Registration for the group presentations will be voluntary and open to all from the week before the start of the course, via designated Google Docs accessible only to registered students on Virtuale.
The reading list provided is intended as a guide, and students are urged to explore work published in major anthropology journals, such as Journal of the Royal Anthropological Institute, American Anthropologist, American Ethnologist, Cultural Anthropology, Social Anthropology, Current Anthropology, Migration and Society, Comparative Migration Studies, and online blogs: https://footnotesblog.com/, https://anthrodendum.org/, https://culanth.org/about, http://fieldworkinitiative.org/.
I am pasting below a general description of Unibo's marking system which students will find on all courses' webpages for reference:
'The ability of the student to achieve a coherent and comprehensive understanding of the topics addressed by the course, to critically assess them and to use an appropriate language will be evaluated with the highest grades (A = 27-30 con lode).

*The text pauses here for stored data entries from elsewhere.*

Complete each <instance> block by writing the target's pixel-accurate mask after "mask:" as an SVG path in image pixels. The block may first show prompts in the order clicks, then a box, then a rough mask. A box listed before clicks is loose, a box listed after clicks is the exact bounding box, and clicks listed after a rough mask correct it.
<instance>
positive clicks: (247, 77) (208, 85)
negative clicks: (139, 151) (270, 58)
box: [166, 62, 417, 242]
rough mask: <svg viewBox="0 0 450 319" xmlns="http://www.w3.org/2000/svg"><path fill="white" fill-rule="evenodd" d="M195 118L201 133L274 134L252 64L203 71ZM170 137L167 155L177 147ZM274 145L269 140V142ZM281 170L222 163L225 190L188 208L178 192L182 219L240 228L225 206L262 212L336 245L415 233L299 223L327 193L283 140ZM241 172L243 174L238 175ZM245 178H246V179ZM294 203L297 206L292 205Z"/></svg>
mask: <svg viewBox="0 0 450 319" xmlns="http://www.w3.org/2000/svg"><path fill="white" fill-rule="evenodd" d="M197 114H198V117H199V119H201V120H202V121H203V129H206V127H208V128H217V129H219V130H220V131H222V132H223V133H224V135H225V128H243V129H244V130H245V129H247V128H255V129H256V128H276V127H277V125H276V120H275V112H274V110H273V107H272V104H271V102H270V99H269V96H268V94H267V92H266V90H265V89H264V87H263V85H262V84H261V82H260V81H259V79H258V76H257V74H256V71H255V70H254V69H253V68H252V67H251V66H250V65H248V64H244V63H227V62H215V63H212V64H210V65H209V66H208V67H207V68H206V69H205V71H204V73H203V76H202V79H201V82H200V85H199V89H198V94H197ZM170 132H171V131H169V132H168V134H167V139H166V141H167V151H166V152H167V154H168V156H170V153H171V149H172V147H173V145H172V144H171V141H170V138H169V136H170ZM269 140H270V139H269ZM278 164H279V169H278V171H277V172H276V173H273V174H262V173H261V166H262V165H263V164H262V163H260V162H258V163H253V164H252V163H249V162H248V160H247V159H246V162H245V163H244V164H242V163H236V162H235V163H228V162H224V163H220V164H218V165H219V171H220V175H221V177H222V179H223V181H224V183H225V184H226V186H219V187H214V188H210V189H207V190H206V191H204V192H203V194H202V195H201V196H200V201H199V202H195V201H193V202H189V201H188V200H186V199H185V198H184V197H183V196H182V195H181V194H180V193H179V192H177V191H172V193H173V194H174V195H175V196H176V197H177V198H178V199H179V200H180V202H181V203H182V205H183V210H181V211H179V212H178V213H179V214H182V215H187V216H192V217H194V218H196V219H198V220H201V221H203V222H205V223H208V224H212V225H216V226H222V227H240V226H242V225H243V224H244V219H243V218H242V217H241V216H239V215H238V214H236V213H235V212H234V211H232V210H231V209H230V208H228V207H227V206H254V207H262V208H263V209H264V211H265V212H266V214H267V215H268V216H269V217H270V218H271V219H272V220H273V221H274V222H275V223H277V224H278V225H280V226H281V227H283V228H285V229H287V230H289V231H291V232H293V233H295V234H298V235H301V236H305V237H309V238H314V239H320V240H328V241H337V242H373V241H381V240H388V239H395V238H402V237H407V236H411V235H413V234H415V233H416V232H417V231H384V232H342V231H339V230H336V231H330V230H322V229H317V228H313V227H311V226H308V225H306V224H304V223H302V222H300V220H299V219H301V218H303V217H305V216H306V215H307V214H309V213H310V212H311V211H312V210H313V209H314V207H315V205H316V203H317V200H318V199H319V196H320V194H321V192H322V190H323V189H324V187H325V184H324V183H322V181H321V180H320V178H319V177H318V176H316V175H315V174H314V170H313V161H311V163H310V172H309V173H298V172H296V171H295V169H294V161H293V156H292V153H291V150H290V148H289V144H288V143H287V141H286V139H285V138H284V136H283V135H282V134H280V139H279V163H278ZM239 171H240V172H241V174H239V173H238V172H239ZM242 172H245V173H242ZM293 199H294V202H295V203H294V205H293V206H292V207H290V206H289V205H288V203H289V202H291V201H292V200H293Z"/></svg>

A predominantly mnemonic acquisition of the course's contents together with gaps and deficiencies in terms of language, critical and/or logical skills will result in grades ranging from good (B = 24-26) to satisfactory (C = 21-23).
A low level of knowledge of the course’s contents together with gaps and deficienciesin terms of language, critical and/or logical skills will be considered as ‘barely passing' (D = 18-20) or result in a fail grading (F).'
Strumenti a supporto della didattica
PLEASE NOTE:
Students with a disability or specific learning disabilities (DSA) who are requesting academic adjustments or compensatory tools are invited to communicate their needs to the teaching staff in order to properly address them and agree on the appropriate measures with the competent bodies.